4/24/2008

Posted By Pastor Jeff Noblit

The enemies of the church often do not attack the way that we expect.  They don’t just come in suddenly and abruptly, like dropping a bomb, and let their presence be known.  They are much more slow and seductive.  They often tend to take a gradual approach, much like a cancer in the body that grows undetected and far too often isn’t noticed until it’s too late.  Today I want to expose one of these enemies of the church to you.  I call this enemy the Milky Way.

When I say the Milky Way, I mean the idol of elementary or shallow principles of Christianity.  The Milky Way is when there is a glorying in shallowness, doctrinally speaking.  This is usually accompanied by a spirit of demeaning or condemning any attempt to go deeper into the doctrines of Christ.  You can search far and wide across the Baptist and evangelical landscape and you will see the dominance of the Milky Way.  There are milky churches that demand milky preachers, preach milky sermons to milky Christians who desire to have their bottles refilled with formula each week that they might nurse themselves back to sleep and satisfy their lactose dependency.  Christians who love milk and stay on milk, embrace milk, and, in turn, reject and even ridicule solid food is a perversity to God, even a sin.  This is a ploy of the enemy.  It makes churches weak and pathetic, and it dishonors God and the church.

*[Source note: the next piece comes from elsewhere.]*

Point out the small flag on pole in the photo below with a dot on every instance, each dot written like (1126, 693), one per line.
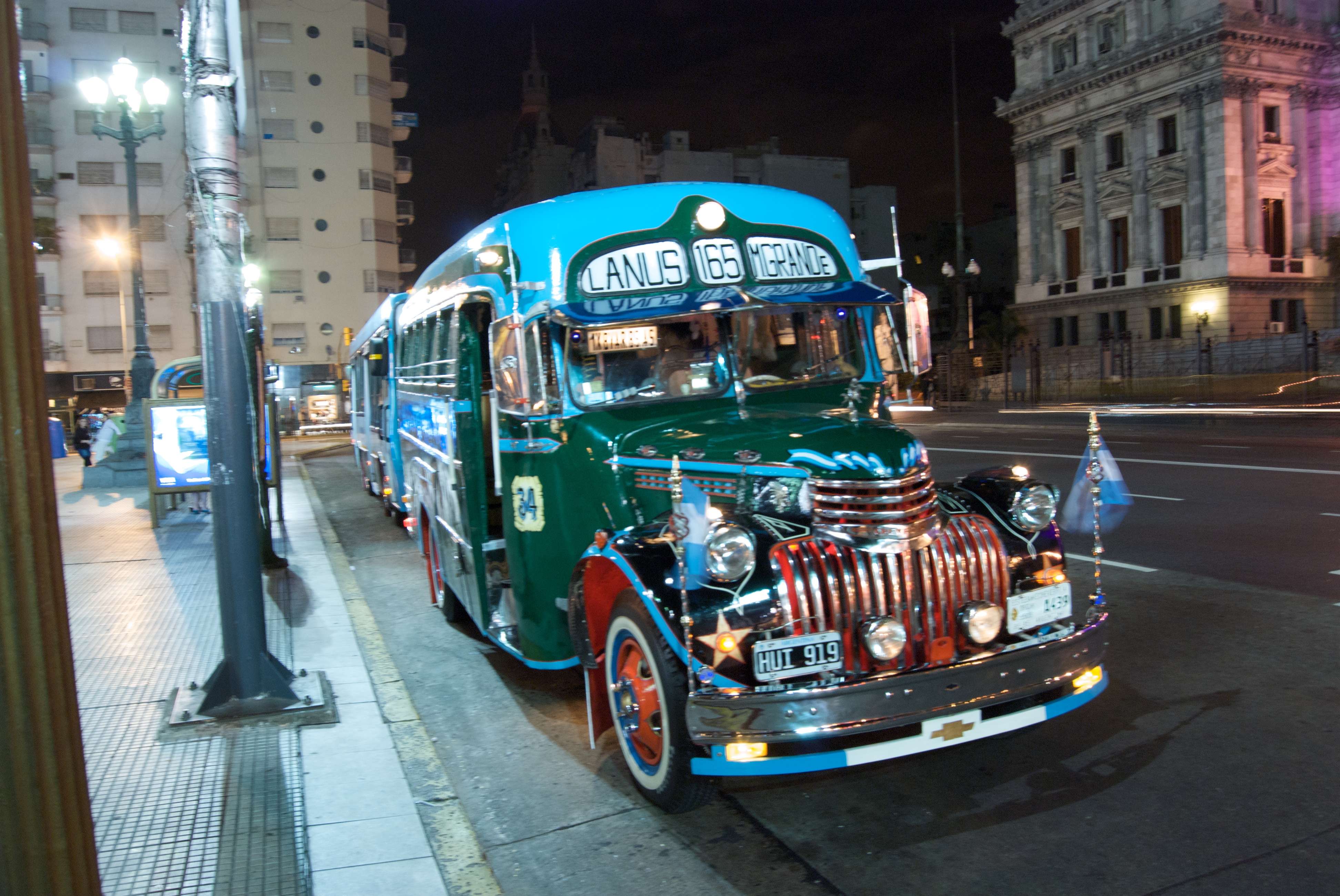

What does God say about this?  Does God just say, “Well, it’s not the best, but it’s good”?  No, God says that it is wicked and it is a sin.  Hebrews 5:12-14 says, “For though by this time you ought to be teachers, you have need again for someone to teach you the elementary principles of the oracles of God, and you have come to need milk and not solid food.  For everyone who partakes only of milk is not accustomed to the word of righteousness, for he is an infant.  But solid food is for the mature, who because of practice have their senses trained to discern good and evil.”

This text teaches that the Jewish believers’ dependence on milk was without excuse.  They have had the teaching that should have led to maturity by now.  The Scriptures have a lot to say about the preachers that pamper and never take the people deeper in the things of God.  Equally the Bible places a weight of responsibility on the sheep to make sure that they are getting the food needed to grow in Christ beyond elementary things.  God does not just lay the blame on the preacher, but the duty is heavily weighted toward the sheep.  I have often said that God gives a congregation the preacher that they deserve.  If the sheep only want milk, then God will give them a pastor that will only feed them milk.  However, if the majority of a congregation desires to go further, I’m convinced God, in grace, will give them a pastor who will take them further into the glories of Christ.   In the case of Hebrews 5, the sheep are without excuse.  They have been taught the gospel and should be going further.  They had what they needed and their neglect adds to their sinfulness.  Sheep have the duty to receive the word, incorporate it, meditate on it, muse on it, pray through it, talk about it to your children, and grow in it.

Just as it is a perversity for an adult to continue on baby formula in the physical realm, so it is in the spiritual realm.  God forbid that shepherds keep a congregation in malnourishment by responding to their shallow cries for milky preaching.  Believers likewise must strive to use all their heart, soul, and minds to learn all that the Scriptures teach concerning Christ.